Silk fibroin nanoparticles were produced using a dedicated method. The study aimed to characterise the effects of silk fibroin nanoparticle PEGylation and concentration on the activation of RAW264.7 macrophages. Physical properties of silk fibroin nanoparticles were characterised by dynamic light scattering (DLS) and scanning electron microscopy (SEM). Macrophage inflammatory phenotype was characterised using a combination of in vitro assays, measured using a PolarSTAR Omega plate reader or BD FACSCanto flow cytometer. The metabolic profiles of macrophages were characterised using H1 nuclear magnetic resonance (NMR).
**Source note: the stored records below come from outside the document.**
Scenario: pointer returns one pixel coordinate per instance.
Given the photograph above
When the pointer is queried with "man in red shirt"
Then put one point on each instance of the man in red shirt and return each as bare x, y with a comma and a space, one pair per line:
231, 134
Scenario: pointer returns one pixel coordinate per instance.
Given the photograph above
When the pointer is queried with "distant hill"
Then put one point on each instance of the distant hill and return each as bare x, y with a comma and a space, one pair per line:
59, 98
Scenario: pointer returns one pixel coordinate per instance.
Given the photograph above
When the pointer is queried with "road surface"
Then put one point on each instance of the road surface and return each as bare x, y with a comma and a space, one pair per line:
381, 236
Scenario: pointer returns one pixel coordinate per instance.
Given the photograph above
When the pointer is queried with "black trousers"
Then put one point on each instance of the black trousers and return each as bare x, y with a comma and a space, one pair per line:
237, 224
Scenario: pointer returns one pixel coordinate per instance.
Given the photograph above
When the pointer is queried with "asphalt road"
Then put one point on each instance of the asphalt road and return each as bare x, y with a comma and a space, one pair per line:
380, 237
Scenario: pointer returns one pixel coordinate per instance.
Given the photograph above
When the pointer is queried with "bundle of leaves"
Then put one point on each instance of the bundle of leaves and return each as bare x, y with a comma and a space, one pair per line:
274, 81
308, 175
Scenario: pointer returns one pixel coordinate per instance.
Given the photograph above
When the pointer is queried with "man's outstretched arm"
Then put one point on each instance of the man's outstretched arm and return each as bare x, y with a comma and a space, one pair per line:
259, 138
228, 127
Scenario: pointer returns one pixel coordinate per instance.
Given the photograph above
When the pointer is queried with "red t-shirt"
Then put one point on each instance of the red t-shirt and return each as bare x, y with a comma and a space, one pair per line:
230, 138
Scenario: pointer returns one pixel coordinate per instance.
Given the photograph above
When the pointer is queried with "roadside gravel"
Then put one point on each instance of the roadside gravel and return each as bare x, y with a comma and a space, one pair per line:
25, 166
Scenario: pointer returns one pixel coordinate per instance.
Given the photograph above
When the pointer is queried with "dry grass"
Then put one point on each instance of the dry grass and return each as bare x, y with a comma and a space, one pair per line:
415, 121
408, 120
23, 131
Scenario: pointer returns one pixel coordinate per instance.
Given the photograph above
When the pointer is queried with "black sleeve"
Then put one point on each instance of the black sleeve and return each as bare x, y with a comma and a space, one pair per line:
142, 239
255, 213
Nanoparticle surface binding, endocytosis and intracellular trafficking were measured by live confocal microscopy.
Equipment used in production of data:
- Zetasizer: Zetasizer Nano-ZS (Malvern Instrument, Worcestershire, U.K.)
- Flow cytometer: BD FACSCanto (Becton Dickinson, San Jose, CA, USA)
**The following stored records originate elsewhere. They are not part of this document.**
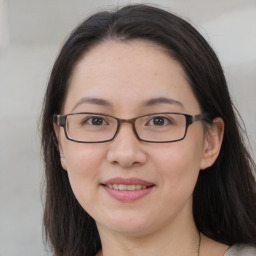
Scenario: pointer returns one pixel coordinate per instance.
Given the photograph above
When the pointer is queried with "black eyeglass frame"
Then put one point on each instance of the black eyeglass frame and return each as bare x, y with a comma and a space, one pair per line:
61, 121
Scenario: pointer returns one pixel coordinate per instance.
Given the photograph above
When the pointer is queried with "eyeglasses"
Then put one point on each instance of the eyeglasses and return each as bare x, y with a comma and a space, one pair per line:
97, 128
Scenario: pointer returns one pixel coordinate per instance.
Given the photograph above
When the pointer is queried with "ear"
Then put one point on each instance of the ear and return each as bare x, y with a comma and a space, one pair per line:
59, 145
212, 143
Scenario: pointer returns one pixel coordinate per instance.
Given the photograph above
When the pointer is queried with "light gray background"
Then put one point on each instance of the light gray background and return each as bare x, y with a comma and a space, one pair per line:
31, 32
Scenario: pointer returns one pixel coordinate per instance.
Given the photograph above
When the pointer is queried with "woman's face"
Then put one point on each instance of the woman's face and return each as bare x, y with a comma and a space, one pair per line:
125, 80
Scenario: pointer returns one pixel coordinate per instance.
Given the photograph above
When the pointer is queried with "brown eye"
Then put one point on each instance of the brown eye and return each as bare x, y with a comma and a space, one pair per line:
95, 120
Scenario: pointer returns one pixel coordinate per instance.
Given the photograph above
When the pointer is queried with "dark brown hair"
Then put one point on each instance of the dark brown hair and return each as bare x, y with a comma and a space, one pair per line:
224, 204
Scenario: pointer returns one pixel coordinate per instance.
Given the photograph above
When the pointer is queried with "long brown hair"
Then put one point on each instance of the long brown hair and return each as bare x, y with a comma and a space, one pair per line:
224, 204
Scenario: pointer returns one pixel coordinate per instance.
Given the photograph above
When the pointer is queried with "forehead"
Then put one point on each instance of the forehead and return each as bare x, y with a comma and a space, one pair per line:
128, 73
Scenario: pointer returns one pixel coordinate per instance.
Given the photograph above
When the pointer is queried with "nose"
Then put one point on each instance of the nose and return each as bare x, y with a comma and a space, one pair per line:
126, 150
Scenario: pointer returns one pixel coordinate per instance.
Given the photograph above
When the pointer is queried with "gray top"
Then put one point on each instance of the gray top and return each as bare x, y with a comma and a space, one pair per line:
241, 250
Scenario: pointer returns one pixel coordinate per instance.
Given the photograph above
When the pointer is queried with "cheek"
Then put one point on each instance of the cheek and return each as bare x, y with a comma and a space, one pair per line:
83, 164
178, 165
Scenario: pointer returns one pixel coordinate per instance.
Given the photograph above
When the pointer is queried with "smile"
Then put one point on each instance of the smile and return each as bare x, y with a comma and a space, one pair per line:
127, 189
124, 187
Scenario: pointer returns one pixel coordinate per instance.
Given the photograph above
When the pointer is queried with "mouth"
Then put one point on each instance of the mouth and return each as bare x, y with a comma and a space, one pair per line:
124, 187
127, 190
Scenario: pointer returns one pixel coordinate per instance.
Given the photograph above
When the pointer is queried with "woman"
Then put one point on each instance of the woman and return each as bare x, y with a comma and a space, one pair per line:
143, 152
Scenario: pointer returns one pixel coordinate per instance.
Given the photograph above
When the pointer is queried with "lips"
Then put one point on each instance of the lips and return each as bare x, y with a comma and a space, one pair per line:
127, 190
- Confocal Microscope: Leica TCS-SP5 (Leica Microsystems GmbH, Wetzlar, Germany)
- Plate reader: PolarSTAR Omega (BMG Labtech, Ortenberg, Germany)
- FTIR spectrophotometer: TENSOR II FTIR spectrometer, Bruker Optik GmbH, Ettlingen, Germany
- FACSDiva software: BD FACSDiva v6.3.1 (Becton Dickinson, San Jose, CA, USA)
- Flow Jo software: FlowJo v10.1 (TreeStar, San Carlos, CA, USA)
- ImageJ software: ImageJ v1.51k 1 (National Institutes of Health, Bethesda, MD, USA)
All datasets provided as zipped folders assigned to each figure.
Figure 1: PEGylating, sizing and zeta potential of silk nanoparticles
- Data provided within Figure 1 folder:
(i) "NP SEMs" - Nanoparticle SEM images
(ii) "FTIR Data" - FTIR analyses of silk nanoparticles
(iii) "Particle DLS Data" - Particle size, PDI and zeta potential measurements
(iv) "Figure cartoon" - cartoon generated to represent silk nanoparticle structures
Figure 2: Cellular response to silk fibroin nanoparticles.
- Data provided within Figure 2 folder:
(i) "MTTs" - All MTT cytotoxicity assay data
(ii) "LDH Assay" - All LDH membrane integrity assay data
(iii) "SEMs" - All SEM data of silk fibroin nanoparticles and macrophages
Figure 3: Confocal imaging of silk nanoparticle co-localisation with lysosomes
- Data provided within Figure 3 folder:
(i) "PEGSNP" images analysed for PEG-SNP treated RAW264.7 cells
(ii) "SNP" images analysed for SNP treated RAW264.7 cells
(iii) "Image Manders Tests.xlsx" - results of Manders tests on images
(iv) "All ROIs.zip" - all Regions of Interest (ROIs) used for figure formatting and Manders testing
- Data provided within Figure 4 folder:
(i) "ROS Study" - FCS files as .wsp file. All raw data as .xls file. Analysed data as .pzfx file.
(ii) "Antioxidant Assay_Jan2019.pzfx" - all antioxidant assay data
(iii) "TNF-a ELISA 10-01-18.pzfx" - all TNF-a ELISA data
(iv) "16-01-18_Griess Assay_RAW264.7_SNP_P-SNP.pzfx" - all Griess Assay data
(v) "Proteome Arrays" Raw data as .xlsx file. Heatmaps as .pzfx file.